What makes a good C# book?

P

PhilipDaniels

I'm looking to write a C# book fairly soon, and the publisher I've
approached wants me to do a bit of market research to find out what
people like and don't like in this kind of book.

I've read loads of reviews of best-selling books on Amazon, so I've got
some ideas from there, but I'd be very interested in hearing what you
all think makes a good C# book.

Free gold bar/crate of beer/lap dance/trip to Bermuda with every book.

If you can't manage that, a copy in electronic form (searchable PDF)
is vital, because I can carry that with me on my USB drive wherever I
go.

Interesting and diverse examples/exercises. Please don't do a "lets
create a SalesOrder/OrderLines class" or I will be forced to go
postal!
 
J

John B

Jon said:
I'm looking to write a C# book fairly soon, and the publisher I've
approached wants me to do a bit of market research to find out what
people like and don't like in this kind of book.

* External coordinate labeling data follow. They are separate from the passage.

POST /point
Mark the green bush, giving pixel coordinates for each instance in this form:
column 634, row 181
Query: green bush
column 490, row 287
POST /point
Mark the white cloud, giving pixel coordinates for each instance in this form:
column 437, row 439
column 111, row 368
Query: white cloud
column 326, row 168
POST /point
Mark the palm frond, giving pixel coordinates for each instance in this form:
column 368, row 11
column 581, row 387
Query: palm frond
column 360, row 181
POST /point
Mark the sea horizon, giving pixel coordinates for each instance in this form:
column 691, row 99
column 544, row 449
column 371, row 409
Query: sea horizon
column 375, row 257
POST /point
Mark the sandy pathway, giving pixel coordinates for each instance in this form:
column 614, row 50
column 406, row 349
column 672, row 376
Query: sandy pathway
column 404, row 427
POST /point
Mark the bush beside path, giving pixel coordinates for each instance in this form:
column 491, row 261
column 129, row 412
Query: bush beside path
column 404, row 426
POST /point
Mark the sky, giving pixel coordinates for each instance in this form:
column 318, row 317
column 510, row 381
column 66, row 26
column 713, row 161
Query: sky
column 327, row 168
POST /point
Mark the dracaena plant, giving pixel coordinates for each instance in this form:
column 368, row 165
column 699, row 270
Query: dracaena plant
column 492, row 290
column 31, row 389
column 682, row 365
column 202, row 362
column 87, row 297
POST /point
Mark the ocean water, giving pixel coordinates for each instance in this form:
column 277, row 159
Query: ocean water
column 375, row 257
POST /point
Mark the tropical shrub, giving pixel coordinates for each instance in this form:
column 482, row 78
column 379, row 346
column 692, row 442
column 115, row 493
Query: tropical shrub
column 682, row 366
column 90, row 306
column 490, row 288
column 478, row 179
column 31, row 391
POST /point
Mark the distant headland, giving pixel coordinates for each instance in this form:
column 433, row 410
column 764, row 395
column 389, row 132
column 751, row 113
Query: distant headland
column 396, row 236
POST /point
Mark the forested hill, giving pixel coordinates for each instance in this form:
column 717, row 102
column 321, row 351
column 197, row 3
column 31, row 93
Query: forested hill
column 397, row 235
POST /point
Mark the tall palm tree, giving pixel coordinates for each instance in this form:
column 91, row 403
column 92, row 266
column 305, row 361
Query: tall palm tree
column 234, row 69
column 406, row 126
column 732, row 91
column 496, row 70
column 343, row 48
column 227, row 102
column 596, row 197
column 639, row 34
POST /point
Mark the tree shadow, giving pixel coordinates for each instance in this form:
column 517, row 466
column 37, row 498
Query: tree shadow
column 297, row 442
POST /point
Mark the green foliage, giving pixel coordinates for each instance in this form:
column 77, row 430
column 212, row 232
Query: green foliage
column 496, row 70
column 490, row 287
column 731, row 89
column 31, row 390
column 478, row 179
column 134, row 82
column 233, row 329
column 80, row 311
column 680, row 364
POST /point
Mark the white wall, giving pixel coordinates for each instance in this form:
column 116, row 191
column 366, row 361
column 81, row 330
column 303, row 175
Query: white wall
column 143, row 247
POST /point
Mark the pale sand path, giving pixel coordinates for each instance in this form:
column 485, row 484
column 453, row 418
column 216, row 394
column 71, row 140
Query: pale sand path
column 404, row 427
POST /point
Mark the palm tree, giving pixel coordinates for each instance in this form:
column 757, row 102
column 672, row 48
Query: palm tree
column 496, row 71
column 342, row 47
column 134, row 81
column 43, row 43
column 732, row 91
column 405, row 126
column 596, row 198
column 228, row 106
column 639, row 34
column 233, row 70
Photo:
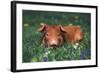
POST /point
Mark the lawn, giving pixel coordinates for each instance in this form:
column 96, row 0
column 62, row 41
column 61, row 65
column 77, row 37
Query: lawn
column 33, row 51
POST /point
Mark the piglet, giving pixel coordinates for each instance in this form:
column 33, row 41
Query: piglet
column 72, row 34
column 52, row 35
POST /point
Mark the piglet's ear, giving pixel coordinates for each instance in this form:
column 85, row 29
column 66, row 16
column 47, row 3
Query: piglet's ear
column 62, row 28
column 42, row 27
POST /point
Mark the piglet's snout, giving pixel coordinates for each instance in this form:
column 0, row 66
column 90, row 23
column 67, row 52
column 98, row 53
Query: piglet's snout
column 54, row 43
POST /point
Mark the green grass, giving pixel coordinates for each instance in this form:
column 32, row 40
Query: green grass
column 33, row 51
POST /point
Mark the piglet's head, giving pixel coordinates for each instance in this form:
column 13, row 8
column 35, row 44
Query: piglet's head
column 52, row 35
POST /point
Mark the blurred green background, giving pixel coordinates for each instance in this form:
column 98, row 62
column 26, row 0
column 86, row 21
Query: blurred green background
column 33, row 51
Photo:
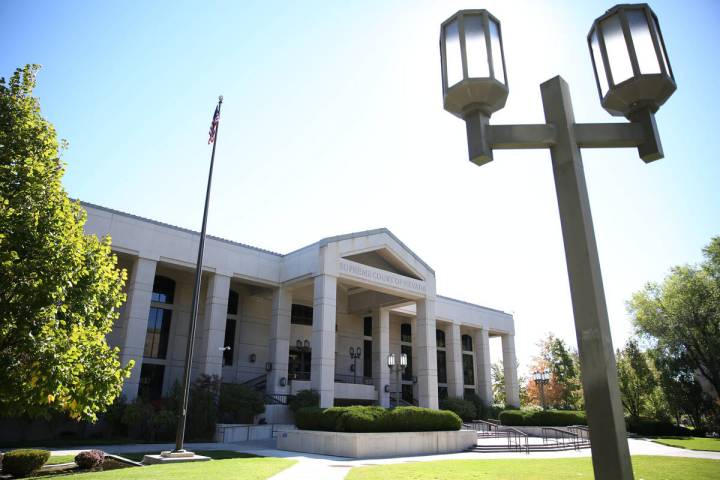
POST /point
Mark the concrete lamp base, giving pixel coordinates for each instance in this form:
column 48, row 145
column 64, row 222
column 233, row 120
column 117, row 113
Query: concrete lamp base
column 174, row 457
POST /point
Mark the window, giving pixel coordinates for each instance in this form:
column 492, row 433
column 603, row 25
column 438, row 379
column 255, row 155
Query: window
column 229, row 341
column 406, row 333
column 151, row 377
column 163, row 289
column 158, row 332
column 407, row 350
column 367, row 359
column 468, row 370
column 367, row 326
column 442, row 367
column 301, row 315
column 233, row 302
column 440, row 338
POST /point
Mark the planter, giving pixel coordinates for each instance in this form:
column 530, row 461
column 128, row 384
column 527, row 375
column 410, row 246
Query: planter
column 375, row 445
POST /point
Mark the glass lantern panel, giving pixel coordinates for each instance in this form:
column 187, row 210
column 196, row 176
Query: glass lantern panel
column 453, row 58
column 599, row 66
column 644, row 48
column 662, row 46
column 476, row 48
column 617, row 52
column 496, row 51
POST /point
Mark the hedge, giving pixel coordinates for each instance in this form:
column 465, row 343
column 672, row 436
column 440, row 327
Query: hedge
column 361, row 419
column 20, row 463
column 542, row 418
column 659, row 428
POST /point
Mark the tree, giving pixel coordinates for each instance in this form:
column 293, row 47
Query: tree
column 563, row 390
column 635, row 379
column 60, row 289
column 498, row 383
column 681, row 316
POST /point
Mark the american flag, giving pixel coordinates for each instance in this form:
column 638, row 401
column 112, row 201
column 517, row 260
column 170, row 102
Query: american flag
column 214, row 124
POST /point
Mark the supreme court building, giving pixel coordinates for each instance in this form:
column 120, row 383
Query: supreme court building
column 286, row 322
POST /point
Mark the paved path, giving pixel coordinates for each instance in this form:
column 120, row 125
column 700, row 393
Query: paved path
column 323, row 467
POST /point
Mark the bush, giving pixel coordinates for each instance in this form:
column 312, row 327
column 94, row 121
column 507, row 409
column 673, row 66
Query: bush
column 20, row 463
column 644, row 426
column 364, row 419
column 303, row 399
column 542, row 418
column 239, row 403
column 90, row 459
column 464, row 409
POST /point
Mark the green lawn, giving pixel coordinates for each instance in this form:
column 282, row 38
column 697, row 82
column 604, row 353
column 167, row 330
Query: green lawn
column 691, row 443
column 645, row 467
column 226, row 465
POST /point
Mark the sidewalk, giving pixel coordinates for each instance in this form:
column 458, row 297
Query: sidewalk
column 324, row 467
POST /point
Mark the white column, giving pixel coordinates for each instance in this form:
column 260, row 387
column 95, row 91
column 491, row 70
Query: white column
column 426, row 354
column 322, row 367
column 279, row 347
column 137, row 309
column 456, row 384
column 214, row 320
column 512, row 390
column 483, row 366
column 381, row 350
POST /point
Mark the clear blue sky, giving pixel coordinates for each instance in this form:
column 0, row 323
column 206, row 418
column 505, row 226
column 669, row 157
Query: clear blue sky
column 333, row 123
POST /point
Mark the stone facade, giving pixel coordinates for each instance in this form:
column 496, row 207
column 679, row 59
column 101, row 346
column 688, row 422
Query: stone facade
column 287, row 322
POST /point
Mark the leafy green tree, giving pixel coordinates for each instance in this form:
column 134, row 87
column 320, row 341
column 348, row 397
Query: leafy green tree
column 60, row 289
column 498, row 383
column 635, row 379
column 681, row 316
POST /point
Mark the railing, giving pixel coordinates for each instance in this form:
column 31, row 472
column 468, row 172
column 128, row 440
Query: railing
column 300, row 376
column 276, row 399
column 354, row 379
column 561, row 437
column 483, row 427
column 517, row 440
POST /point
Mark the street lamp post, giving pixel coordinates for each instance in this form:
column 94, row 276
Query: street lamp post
column 355, row 354
column 634, row 79
column 542, row 378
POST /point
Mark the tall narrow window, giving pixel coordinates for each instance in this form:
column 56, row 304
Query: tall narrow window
column 406, row 333
column 230, row 325
column 159, row 317
column 301, row 315
column 367, row 359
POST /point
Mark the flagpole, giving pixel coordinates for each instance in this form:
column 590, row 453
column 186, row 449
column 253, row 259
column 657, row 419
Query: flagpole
column 182, row 417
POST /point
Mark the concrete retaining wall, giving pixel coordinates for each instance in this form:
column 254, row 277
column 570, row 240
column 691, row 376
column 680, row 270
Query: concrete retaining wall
column 375, row 445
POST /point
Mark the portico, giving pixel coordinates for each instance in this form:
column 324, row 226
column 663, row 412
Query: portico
column 285, row 323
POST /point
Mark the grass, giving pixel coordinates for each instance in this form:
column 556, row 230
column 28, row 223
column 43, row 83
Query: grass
column 691, row 443
column 226, row 465
column 645, row 467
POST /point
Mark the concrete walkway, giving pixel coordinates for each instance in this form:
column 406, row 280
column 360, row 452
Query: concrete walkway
column 323, row 467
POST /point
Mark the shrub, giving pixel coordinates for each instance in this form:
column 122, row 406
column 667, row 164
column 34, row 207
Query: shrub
column 464, row 409
column 365, row 419
column 542, row 418
column 303, row 399
column 644, row 426
column 20, row 463
column 90, row 459
column 239, row 403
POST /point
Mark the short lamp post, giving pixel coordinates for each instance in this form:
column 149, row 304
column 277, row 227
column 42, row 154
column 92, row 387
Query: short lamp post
column 392, row 363
column 355, row 354
column 634, row 79
column 542, row 378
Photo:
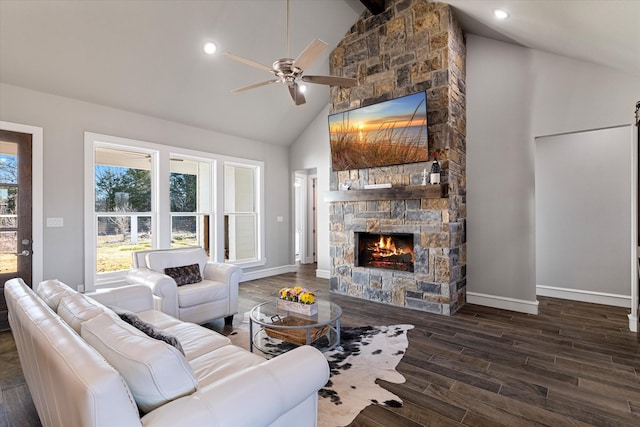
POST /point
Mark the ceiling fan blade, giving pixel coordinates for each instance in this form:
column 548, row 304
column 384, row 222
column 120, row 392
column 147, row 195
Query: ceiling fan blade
column 255, row 85
column 310, row 54
column 296, row 95
column 248, row 62
column 331, row 80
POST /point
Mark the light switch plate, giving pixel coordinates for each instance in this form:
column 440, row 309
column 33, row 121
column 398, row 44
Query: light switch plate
column 55, row 222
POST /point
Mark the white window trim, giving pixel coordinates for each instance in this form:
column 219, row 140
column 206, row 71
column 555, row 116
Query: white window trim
column 258, row 202
column 161, row 208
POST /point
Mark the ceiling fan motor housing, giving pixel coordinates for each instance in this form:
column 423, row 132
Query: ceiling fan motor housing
column 285, row 70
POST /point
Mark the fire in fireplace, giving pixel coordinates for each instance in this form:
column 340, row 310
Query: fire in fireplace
column 392, row 251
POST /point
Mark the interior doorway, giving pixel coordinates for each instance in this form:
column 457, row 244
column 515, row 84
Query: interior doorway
column 20, row 207
column 585, row 210
column 305, row 216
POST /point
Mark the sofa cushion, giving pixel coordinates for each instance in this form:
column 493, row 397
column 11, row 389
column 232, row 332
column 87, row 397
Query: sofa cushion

I've read loads of reviews of best-selling books on Amazon, so I've got
some ideas from there, but I'd be very interested in hearing what you
all think makes a good C# book.

I'm interested primarily in stylistic things - how light-hearted, what
kind of code samples and how many, etc. Content suggestions are also
welcome, although I've a pretty good idea of what I want to do on that
front.

Anyway, all suggestions very welcome - either here or by mail. Thanks!
Real world examples (or lack thereof) is what annoys me about most books.
It's all well and good to explain how to do something but if there is no
explanation of where it would be useful or an explanation that I
cannot relate to it makes it a lot harder to take in.
An "story" such as, "I was facing this problem and this is how I solved
it" I find suits me well.
Light hearted with lots of amusing stories is always good in this sort
of reading.
Without knowing the planned content I cannot guess how many examples but
I like to see runnable example programs encompassing the printed code
available on the web or CD.

I'll look forward to seeing it :)

JB
 
R

RobinS

I read Tim Patrick's Start-to-Finish VB2005 book, and it was very humorous,
and kept me reading. But that's a really difficult way to write, I think.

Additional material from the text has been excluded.